# Technical Training Question



## Vini (Aug 3, 2017)

I was trying to register for technical training here in Winnipeg, but unfortunately no luck for me all courses were full. My question is:is it like this every year?in 10 minutes everything full? Is it possible to get in somehow later? Is it possible, that someone will cancel their participation in the course? I'm a little bit disappointed. why they didn't make more classes then,if they have do many apprentices? Any experience? Thoughts?


----------



## Ink&Brass (Nov 6, 2013)

It's not so bad this year with the economic downturn, but registering here in Alberta got cutthroat in my first two years of apprenticeship. First year I didn't get through to the NAIT electrician registration line till my 1000th call. It was about 600 calls for second year.

They've finally made it possible to register online, too late for me! Hopefully it makes the next batch of apprentice's lives easier than we had it, waiting in insane lines or hitting redial 1000 times.

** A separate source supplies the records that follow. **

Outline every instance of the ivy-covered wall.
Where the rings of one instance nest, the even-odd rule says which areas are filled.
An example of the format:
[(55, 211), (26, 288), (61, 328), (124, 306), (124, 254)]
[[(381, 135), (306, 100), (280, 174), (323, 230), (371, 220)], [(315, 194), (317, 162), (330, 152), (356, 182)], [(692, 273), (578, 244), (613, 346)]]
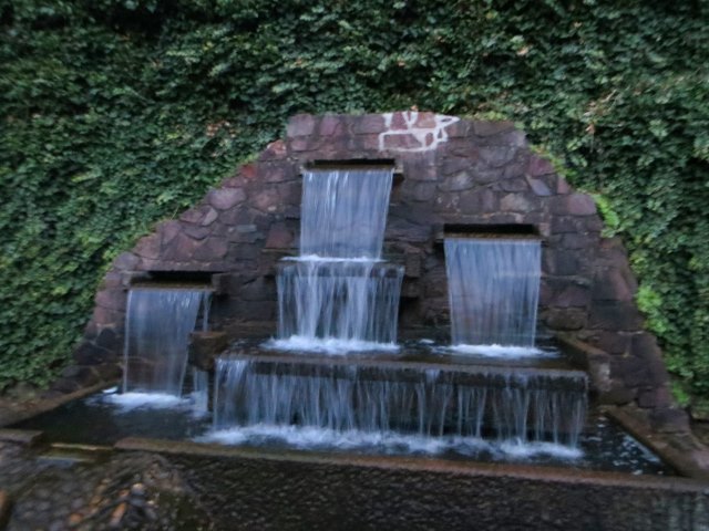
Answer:
[(597, 195), (709, 396), (702, 0), (0, 0), (0, 388), (71, 356), (106, 264), (300, 112), (510, 118)]

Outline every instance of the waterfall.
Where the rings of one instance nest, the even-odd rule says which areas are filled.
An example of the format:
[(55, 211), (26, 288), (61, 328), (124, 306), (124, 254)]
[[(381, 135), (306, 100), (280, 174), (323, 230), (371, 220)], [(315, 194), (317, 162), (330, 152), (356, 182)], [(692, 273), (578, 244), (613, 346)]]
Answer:
[(353, 351), (395, 342), (403, 268), (380, 260), (392, 175), (306, 173), (300, 257), (279, 268), (274, 346)]
[(537, 240), (446, 238), (453, 345), (534, 346)]
[(125, 319), (123, 392), (179, 396), (187, 367), (187, 342), (202, 308), (208, 323), (207, 290), (134, 288)]
[[(409, 369), (407, 369), (409, 368)], [(219, 358), (214, 427), (475, 437), (576, 446), (586, 377)]]

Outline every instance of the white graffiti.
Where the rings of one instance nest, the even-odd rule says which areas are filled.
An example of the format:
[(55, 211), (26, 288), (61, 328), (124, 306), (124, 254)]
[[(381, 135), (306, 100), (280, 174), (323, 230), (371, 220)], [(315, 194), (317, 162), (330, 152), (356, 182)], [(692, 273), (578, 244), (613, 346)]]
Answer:
[[(404, 128), (392, 129), (394, 115), (401, 115)], [(458, 122), (455, 116), (432, 115), (431, 126), (417, 126), (419, 112), (384, 113), (387, 131), (379, 134), (379, 149), (384, 152), (428, 152), (448, 140), (445, 127)]]

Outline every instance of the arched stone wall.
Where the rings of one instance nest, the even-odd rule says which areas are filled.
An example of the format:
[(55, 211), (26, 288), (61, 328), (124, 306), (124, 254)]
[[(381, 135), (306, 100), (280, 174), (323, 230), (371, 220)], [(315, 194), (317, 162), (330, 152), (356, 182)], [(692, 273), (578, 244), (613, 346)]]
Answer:
[(201, 275), (216, 289), (213, 326), (232, 336), (276, 330), (275, 270), (297, 252), (300, 174), (333, 162), (391, 162), (384, 254), (405, 267), (402, 329), (448, 325), (442, 235), (523, 226), (543, 240), (540, 321), (583, 352), (602, 402), (635, 403), (662, 420), (668, 375), (634, 302), (623, 244), (602, 237), (593, 199), (574, 191), (508, 122), (432, 113), (295, 116), (270, 144), (178, 219), (121, 254), (96, 293), (76, 365), (56, 387), (73, 391), (120, 373), (129, 285)]

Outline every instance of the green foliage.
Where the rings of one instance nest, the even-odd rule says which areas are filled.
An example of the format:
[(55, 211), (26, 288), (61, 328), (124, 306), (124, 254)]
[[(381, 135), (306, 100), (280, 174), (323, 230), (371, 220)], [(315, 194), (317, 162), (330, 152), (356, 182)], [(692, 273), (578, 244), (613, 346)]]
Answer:
[(110, 258), (299, 112), (505, 116), (597, 194), (709, 395), (699, 2), (0, 0), (0, 387), (47, 382)]

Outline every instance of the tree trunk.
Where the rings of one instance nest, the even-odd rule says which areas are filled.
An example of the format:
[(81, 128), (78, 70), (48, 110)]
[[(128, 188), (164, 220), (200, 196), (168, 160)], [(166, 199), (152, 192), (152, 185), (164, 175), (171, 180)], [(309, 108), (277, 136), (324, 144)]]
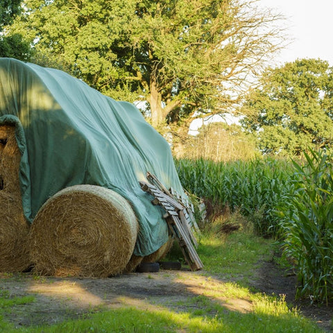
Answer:
[(151, 123), (157, 127), (164, 120), (163, 119), (163, 108), (162, 108), (161, 94), (158, 92), (156, 81), (152, 80), (150, 85), (151, 94), (148, 101), (151, 105)]

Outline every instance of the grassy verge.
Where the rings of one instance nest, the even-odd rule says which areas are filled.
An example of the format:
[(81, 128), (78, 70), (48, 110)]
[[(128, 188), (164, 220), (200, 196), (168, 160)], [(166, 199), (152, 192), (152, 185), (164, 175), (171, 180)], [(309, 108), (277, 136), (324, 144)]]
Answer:
[[(0, 332), (321, 332), (314, 323), (288, 307), (282, 296), (254, 292), (246, 281), (258, 262), (271, 258), (271, 241), (241, 229), (228, 236), (206, 230), (198, 249), (205, 271), (191, 274), (200, 280), (197, 296), (182, 304), (155, 304), (140, 309), (126, 307), (90, 314), (79, 320), (43, 327), (15, 328), (6, 321), (8, 311), (19, 311), (21, 305), (33, 302), (31, 296), (10, 298), (0, 293)], [(173, 254), (173, 255), (176, 255)], [(188, 275), (187, 275), (188, 276)], [(154, 279), (153, 274), (151, 275)], [(181, 275), (178, 277), (182, 278)], [(0, 290), (1, 288), (0, 288)], [(243, 305), (240, 307), (239, 304)], [(6, 317), (8, 318), (8, 317)]]

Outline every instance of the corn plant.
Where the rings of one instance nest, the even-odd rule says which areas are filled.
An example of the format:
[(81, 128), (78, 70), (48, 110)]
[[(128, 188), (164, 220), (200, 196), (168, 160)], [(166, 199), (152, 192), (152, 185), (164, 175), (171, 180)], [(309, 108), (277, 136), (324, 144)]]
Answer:
[(214, 206), (237, 210), (253, 221), (259, 234), (274, 235), (272, 212), (292, 191), (290, 163), (267, 158), (214, 162), (203, 159), (176, 161), (185, 189)]
[(326, 303), (333, 300), (333, 169), (332, 155), (305, 153), (304, 165), (293, 162), (296, 191), (278, 214), (284, 253), (298, 277), (298, 298)]

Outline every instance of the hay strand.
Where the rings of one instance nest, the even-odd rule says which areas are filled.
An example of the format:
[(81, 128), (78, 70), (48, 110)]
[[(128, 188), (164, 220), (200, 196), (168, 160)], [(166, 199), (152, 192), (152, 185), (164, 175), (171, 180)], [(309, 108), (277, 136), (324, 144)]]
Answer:
[(116, 192), (94, 185), (66, 188), (44, 203), (33, 223), (34, 270), (55, 276), (122, 273), (137, 230), (131, 206)]
[(21, 272), (31, 266), (19, 170), (21, 155), (14, 126), (0, 126), (0, 271)]

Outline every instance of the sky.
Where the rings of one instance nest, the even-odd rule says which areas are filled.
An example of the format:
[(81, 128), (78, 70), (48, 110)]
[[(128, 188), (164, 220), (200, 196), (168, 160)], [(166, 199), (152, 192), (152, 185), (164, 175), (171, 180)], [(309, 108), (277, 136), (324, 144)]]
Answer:
[(333, 66), (333, 0), (260, 0), (287, 19), (291, 44), (276, 56), (276, 65), (297, 58), (320, 58)]

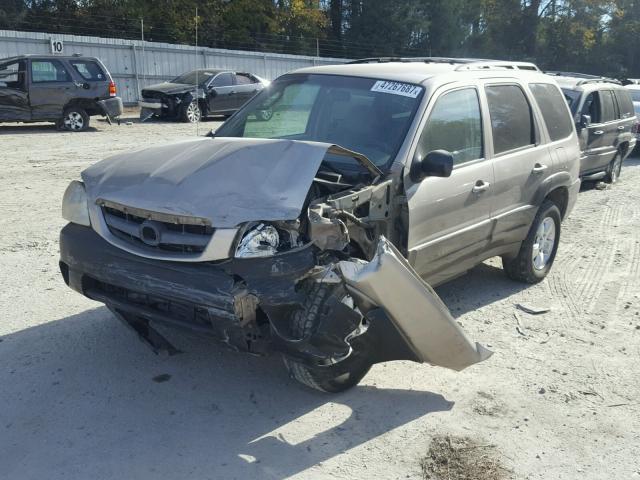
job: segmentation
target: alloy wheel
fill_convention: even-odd
[[[84,128],[84,119],[82,115],[78,112],[69,112],[66,117],[64,117],[64,128],[67,130],[82,130]]]
[[[553,218],[545,217],[538,226],[531,252],[533,267],[536,270],[543,270],[547,266],[549,260],[551,260],[555,243],[556,223]]]

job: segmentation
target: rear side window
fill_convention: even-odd
[[[551,141],[571,135],[573,122],[558,88],[550,83],[531,83],[529,88],[540,107]]]
[[[33,60],[31,62],[31,81],[33,83],[70,82],[71,75],[58,60]]]
[[[24,74],[24,60],[0,65],[0,88],[24,90]]]
[[[618,110],[620,118],[632,118],[635,117],[633,110],[633,102],[631,101],[631,95],[627,90],[615,90],[616,100],[618,101]]]
[[[611,90],[602,90],[600,95],[600,113],[601,122],[612,122],[618,118],[616,107],[613,103],[613,92]]]
[[[531,106],[517,85],[485,87],[491,116],[493,151],[500,154],[535,144]]]
[[[70,63],[74,70],[85,80],[99,82],[107,79],[106,75],[96,62],[72,60]]]
[[[233,85],[233,73],[221,73],[211,82],[212,87],[230,87]]]
[[[238,85],[249,85],[251,83],[256,83],[256,81],[247,73],[236,73],[236,83]]]
[[[454,90],[436,100],[418,148],[423,155],[447,150],[454,165],[483,157],[480,103],[474,88]]]

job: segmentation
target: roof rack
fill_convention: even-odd
[[[491,70],[494,68],[504,70],[530,70],[539,72],[540,69],[535,63],[531,62],[511,62],[502,60],[474,60],[460,65],[456,70]]]
[[[361,58],[347,62],[350,65],[362,63],[448,63],[450,65],[459,65],[456,70],[532,70],[539,72],[540,69],[533,63],[529,62],[511,62],[501,60],[485,60],[477,58],[452,58],[452,57],[370,57]]]
[[[616,80],[615,78],[602,77],[599,75],[589,75],[587,73],[577,73],[577,72],[557,72],[557,71],[548,71],[544,72],[547,75],[552,75],[554,77],[569,77],[569,78],[580,78],[582,80],[578,80],[576,82],[576,86],[584,85],[587,83],[615,83],[617,85],[622,85],[620,80]]]

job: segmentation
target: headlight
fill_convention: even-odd
[[[78,225],[91,225],[84,183],[74,180],[65,190],[62,197],[62,218]]]
[[[260,223],[249,229],[236,248],[236,258],[269,257],[275,255],[280,244],[278,230]]]

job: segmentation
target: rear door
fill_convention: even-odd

Not sure what MB is like, but the schools here have a waitlist system just in case someone drops put.


----------



## Vini (Aug 3, 2017)

Thank you for your response, I tried to register in a week after registration was open,everything was full. when I called them, they told it was full in 10 minutes after opening.  I will hope that they will have some cancelations...But, I'm thinking, if they have so many people who want to move towards Jorneyman,why not to add more classes. Looks like it was a big hassle earlier and it's the same now...


----------